Van Nuys Airport has been the location of many film, television, and music video shoots.

===Film===
- Parts of the climactic scene of the film Casablanca (1942) were filmed at Van Nuys Airport, at the time known as Metropolitan Airport.
- The airport was used for landing the 747 in the film Executive Decision (1996), referred to as Frederick Field
- The dramatic ending of the film noir Armored Car Robbery (1950) takes place at what was then Los Angeles Metropolitan Airport. Antagonist William Talman and his burlesque queen girlfriend Adele Jergens are attempting to escape by chartered airplane. Cornered by Detective Charles McGraw, Talman runs and is killed on the runway by a landing airplane.
- In 2005, One Six Right (2005), a film documenting the history of Van Nuys Airport, was released. It was named after the most favored runway at the airport.
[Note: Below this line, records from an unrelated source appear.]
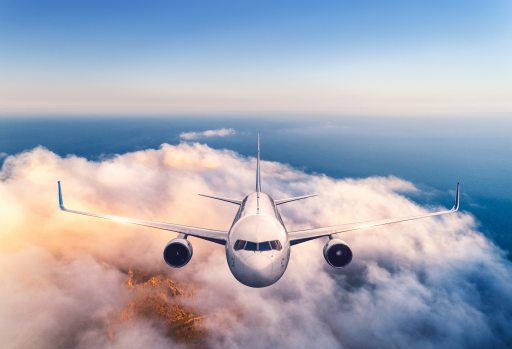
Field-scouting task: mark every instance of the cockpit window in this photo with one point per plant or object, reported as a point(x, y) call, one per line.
point(253, 246)
point(276, 245)
point(264, 246)
point(239, 245)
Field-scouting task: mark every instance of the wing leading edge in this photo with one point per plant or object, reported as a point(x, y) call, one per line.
point(217, 236)
point(299, 236)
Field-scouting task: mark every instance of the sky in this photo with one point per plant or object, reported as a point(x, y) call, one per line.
point(256, 57)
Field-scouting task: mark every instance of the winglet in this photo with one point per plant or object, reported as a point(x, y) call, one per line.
point(456, 205)
point(61, 202)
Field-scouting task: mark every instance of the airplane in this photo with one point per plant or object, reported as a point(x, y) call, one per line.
point(257, 244)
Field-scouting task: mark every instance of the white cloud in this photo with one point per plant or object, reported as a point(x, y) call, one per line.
point(432, 283)
point(221, 132)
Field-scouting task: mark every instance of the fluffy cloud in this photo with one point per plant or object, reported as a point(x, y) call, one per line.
point(193, 135)
point(67, 281)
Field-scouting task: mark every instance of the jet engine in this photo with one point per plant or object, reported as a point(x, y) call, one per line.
point(337, 253)
point(178, 252)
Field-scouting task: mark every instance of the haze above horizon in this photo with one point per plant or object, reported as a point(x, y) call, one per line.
point(319, 58)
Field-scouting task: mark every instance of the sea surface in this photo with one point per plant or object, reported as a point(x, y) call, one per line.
point(433, 153)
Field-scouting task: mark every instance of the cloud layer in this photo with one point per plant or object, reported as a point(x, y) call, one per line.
point(193, 135)
point(432, 283)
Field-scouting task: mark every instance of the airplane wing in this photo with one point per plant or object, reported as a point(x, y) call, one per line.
point(217, 236)
point(299, 236)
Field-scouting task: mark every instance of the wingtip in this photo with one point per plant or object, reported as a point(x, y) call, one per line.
point(61, 202)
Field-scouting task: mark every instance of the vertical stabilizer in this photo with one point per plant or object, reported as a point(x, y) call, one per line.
point(258, 178)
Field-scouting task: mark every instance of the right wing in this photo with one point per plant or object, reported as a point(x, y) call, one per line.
point(217, 236)
point(299, 236)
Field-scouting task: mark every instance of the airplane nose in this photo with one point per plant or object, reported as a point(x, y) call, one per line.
point(259, 262)
point(256, 271)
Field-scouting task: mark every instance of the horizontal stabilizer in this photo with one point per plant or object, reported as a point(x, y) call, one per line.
point(284, 201)
point(232, 201)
- A major part of the science fiction motion picture Silent Running (1972) was filmed at the Van Nuys Airport in March 1971. The Domes from the spacecraft that contained the last surviving forests were filmed there.

===Television===
- Many television shows have filmed episodes at the airport, including 24 (Season 5), Alias, JAG, T. J. Hooker, and Wonder Woman.
- The 1980s action-espionage series Airwolf used the Van Nuys Airport hangars regularly as the site of "Santini Air", the charter air service company owned and operated by Ernest Borgnine's character (Dominic Santini) in the series.
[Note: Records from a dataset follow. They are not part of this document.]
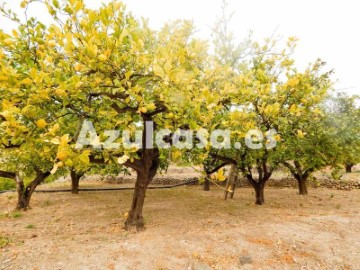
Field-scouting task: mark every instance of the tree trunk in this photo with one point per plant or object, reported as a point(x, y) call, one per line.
point(348, 168)
point(24, 194)
point(75, 178)
point(22, 203)
point(207, 183)
point(302, 186)
point(135, 217)
point(231, 182)
point(259, 193)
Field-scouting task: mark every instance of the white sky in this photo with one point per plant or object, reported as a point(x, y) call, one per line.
point(325, 29)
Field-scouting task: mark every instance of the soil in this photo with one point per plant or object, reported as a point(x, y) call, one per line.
point(186, 228)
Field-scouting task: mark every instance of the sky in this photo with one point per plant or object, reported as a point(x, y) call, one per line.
point(326, 29)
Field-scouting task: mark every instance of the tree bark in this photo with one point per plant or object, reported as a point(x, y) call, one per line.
point(348, 168)
point(259, 193)
point(25, 193)
point(145, 174)
point(302, 186)
point(231, 182)
point(135, 217)
point(207, 183)
point(75, 179)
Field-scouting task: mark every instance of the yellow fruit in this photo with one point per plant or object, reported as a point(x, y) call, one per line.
point(8, 42)
point(51, 43)
point(102, 57)
point(41, 123)
point(61, 156)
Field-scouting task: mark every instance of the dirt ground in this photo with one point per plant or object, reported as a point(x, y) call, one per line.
point(186, 228)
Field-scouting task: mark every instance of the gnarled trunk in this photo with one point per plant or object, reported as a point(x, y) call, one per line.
point(146, 172)
point(231, 181)
point(302, 186)
point(135, 217)
point(348, 168)
point(259, 193)
point(207, 183)
point(25, 193)
point(75, 179)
- In the last episode of Season 1 of the HBO series Entourage, the final scene takes place at Van Nuys Airport, where Vincent Chase and company take off for New York City. It was also used in the fourth season when Kanye West offers the group a plane ride on a Marquis Jet to Cannes. In Season 5 episode 7, Chase and Ari Gold run into each other in a hangar as each are about to depart on separate flights to Geneva, Switzerland and Hawaii, respectively. The last episode of season 6, episode 12, is used as a location where Chase and his crew run into Matt Damon on the way to Italy for a film shoot. In season 8 episode 8, Vince, Johnny and Turtle fly to Paris for Vince's wedding, while Eric and Sloan fly elsewhere and their planes take off at the same time for the finale to the show.

===Music video===
- Pat Benatar's music video for "Shadows of the Night," featuring the Condor Squadron's T-6 Texans
- Britney Spears's music video for "Stronger"
- Metallica's music video for "The Memory Remains"
- Blink-182's music video for "All The Small Things"
- Air Supply's first music video for "Making Love Out of Nothing At All"
- Kiss's music video for "God Gave Rock and Roll To You 2"
- Michael Jackson's music video for "Stranger In Moscow" (1996)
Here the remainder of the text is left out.